From rate cuts to rate hikes: a sharp reversal

Traders now assign a greater than 70% probability to at least one rate hike by the end of 2026. The federal funds rate currently sits in a target range of 3.50%-3.75%, and the consensus had been that it would stay there through year-end. That consensus is fracturing.

The primary driver is geopolitics, not domestic spending. Soaring oil prices tied to the ongoing Iran conflict have injected fresh inflationary pressure into an economy that was already running warm.

Warsh’s first policy meeting as chair is scheduled for June 16-17, 2026.

Warsh’s bigger agenda

Warsh has signaled a broader vision for reshaping how the Fed operates. He’s pushing for a smaller balance sheet, which currently exceeds $6 trillion. He’s also advocating for revised inflation metrics, with a stronger emphasis on underlying price pressures rather than headline numbers that can be skewed by volatile categories like food and energy.

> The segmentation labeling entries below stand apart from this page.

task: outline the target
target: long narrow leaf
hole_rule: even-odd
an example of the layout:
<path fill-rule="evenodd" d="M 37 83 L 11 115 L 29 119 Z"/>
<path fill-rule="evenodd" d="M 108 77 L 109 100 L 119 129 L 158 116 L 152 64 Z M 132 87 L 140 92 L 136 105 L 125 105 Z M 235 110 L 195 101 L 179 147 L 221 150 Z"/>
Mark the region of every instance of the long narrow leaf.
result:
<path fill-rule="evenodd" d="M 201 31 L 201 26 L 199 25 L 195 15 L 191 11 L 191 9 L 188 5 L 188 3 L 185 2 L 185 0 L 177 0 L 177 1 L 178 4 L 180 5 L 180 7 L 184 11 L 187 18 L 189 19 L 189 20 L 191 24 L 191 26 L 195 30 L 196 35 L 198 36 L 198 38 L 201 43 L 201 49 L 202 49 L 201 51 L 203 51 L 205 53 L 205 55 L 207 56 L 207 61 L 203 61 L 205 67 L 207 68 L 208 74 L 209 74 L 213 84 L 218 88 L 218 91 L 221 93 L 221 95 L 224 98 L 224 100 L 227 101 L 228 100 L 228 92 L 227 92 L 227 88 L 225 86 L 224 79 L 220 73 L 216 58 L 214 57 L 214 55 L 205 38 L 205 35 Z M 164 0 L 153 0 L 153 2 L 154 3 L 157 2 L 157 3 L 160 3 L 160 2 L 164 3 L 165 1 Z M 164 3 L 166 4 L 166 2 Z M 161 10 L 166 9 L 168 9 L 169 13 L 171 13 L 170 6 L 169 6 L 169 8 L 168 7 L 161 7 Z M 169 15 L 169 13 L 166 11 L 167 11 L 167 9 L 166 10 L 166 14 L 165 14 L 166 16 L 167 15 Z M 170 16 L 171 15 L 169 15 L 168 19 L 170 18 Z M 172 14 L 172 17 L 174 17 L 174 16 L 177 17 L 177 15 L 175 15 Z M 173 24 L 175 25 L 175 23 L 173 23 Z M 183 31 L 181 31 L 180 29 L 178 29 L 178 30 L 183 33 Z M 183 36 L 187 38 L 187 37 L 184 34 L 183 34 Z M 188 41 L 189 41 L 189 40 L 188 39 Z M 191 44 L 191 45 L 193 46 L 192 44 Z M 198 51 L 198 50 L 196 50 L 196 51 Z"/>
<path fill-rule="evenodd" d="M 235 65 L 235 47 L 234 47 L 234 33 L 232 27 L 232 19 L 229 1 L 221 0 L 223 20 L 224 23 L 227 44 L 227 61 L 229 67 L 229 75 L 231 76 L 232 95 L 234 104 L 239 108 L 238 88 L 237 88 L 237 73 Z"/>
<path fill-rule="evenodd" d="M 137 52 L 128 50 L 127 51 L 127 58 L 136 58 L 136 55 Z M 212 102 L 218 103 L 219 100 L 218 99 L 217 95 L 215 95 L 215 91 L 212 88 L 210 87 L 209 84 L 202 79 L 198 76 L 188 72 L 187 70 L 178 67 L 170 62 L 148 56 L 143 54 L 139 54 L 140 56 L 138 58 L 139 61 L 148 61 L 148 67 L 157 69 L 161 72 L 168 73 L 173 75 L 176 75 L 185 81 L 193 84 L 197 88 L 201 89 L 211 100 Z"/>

Trump has publicly stated he intends to let Warsh handle interest rate decisions autonomously. That’s a notable departure from Trump’s first term, when he routinely pressured Powell to cut rates via social media broadsides.

What this means for crypto and risk assets

For crypto investors, higher interest rates raise the opportunity cost of holding assets that generate no yield. This dynamic played out during the 2022-2023 rate hiking cycle under Powell, when Bitcoin fell from its all-time highs as the Fed pushed rates upward by a cumulative 525 basis points. The current situation involves a potential single 25-basis-point hike, a far cry from that cycle’s magnitude, but the directional signal matters.

Traders should be watching the June meeting closely, not just for the rate decision itself but for any changes to the Fed’s dot plot projections and balance sheet runoff timeline.